Helen and I were both feeling deflated after having such a solemn discussion and rather than stay in the room and reflect on it I asked her if she fancied another walk down the corridor, careful not to drag on my NG tube I pulled on my track suit bottoms and slipped my feet into my slippers but left my towelling robe on and then with my right hand pushing the wheeled drip stand and Helen supporting my left arm in the crook of hers we once more stepped out into the corridor.
We shuffled on until we reached the double doors, Helen asked did I feel tired at all, but not wanting to return to the room just yet I said that I would like to wander a little further this time, so we turned right into the adjoining corridor and passed the nurses station, one nurse looked up from her work and smiled and although it was a friendly smile I somehow still got the feeling that she knew she was looking at a dead man walking.
We arrived at the next set of double doors at the entrance to the ward, Helen stepped ahead and opened them and I shuffled through into the main corridor, I hadn’t been this far from the room for over two weeks, it did feel that I was on a bit of an adventure.
I could see to my left that the corridor came to an end not too far away and that there were windows that we could see out of and as I hadn’t seen the world in general since my admission into hospital I persuaded Helen to let us walk to the end of the corridor so that we could take in the view.
Our progress was slow but eventually we arrived at the end of the corridor I looked out onto the world and things that would not normally be of any interest such as how people parked their cars took on an unusual significance and from one angle we could look along the side of the hospital to a high level canopy which was a design feature of the building.
I held Helen close and said that it reminded me of the time we had taken a cruise on the Oriana and could look along from our balcony to the bridge of the ship, she agreed with me that there was a certain resemblance and we spent some time reminiscing about what we had done on the cruise, I reminded her that I had given her a china thimble for our ‘cotton’ wedding anniversary and that she had collected sea salt in it from the balcony rail each morning which she confirmed that she still had at home wrapped in Clingfilm.

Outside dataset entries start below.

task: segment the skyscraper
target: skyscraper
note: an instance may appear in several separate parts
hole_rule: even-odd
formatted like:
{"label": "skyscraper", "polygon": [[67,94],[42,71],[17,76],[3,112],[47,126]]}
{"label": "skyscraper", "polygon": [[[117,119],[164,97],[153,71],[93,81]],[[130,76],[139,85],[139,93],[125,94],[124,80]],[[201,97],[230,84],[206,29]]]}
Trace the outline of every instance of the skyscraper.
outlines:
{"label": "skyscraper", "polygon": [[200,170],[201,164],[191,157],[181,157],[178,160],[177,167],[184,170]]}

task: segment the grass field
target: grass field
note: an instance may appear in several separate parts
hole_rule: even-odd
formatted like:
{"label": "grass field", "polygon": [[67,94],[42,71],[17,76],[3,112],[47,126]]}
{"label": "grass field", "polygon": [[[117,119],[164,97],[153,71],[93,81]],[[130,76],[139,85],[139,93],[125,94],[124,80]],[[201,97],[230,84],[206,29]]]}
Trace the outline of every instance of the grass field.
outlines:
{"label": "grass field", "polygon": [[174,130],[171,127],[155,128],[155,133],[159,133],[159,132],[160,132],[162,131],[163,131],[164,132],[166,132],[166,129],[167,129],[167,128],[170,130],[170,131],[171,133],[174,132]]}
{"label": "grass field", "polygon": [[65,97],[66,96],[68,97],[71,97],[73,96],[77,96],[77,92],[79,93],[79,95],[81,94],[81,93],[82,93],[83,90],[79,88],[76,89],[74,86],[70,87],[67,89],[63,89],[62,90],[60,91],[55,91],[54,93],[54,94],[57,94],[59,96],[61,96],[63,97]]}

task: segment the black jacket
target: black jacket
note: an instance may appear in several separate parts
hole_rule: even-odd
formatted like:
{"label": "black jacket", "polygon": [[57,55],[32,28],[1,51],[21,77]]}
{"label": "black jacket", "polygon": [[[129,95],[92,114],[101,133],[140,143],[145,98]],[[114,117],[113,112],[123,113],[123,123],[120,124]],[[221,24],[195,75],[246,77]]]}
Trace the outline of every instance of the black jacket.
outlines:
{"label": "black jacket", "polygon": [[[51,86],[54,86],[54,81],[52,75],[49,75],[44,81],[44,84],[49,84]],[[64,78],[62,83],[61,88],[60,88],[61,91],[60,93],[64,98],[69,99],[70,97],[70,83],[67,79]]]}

Rested enough to attempt the return journey, we took our time in retracing our steps as we were in no particular hurry to get back to the room however as we rounded the corner through the doors and
passed the nurses station we could see the ‘little man’ with his blue gloves and blue disposable polythene apron standing in the distance looking this way and that and we suddenly remembered that I was to have a second coating of steroid cream, so we tried to speed our shuffle and as we got close he told us that we needed to hurry as he had left this to be the last job before he went home and he only had half an hour left now.
As he started slapping on the cream Helen said that it was about time she went home anyway and that she would see me later, so she craned her neck in over the top of the little man who was stooped in front of me and gave me a kiss before she left smiling at the scene she was leaving behind.
He hurriedly applied the second coat and then quickly divested himself of his protective garments and left, I felt a twinge of jealousy that at least he could go home at the end of the day.
Evening visiting came and went, before she left Helen said that she would come in a bit earlier tomorrow so that she could help me have a proper shower before the next cream application, I told her that I would look forward to it.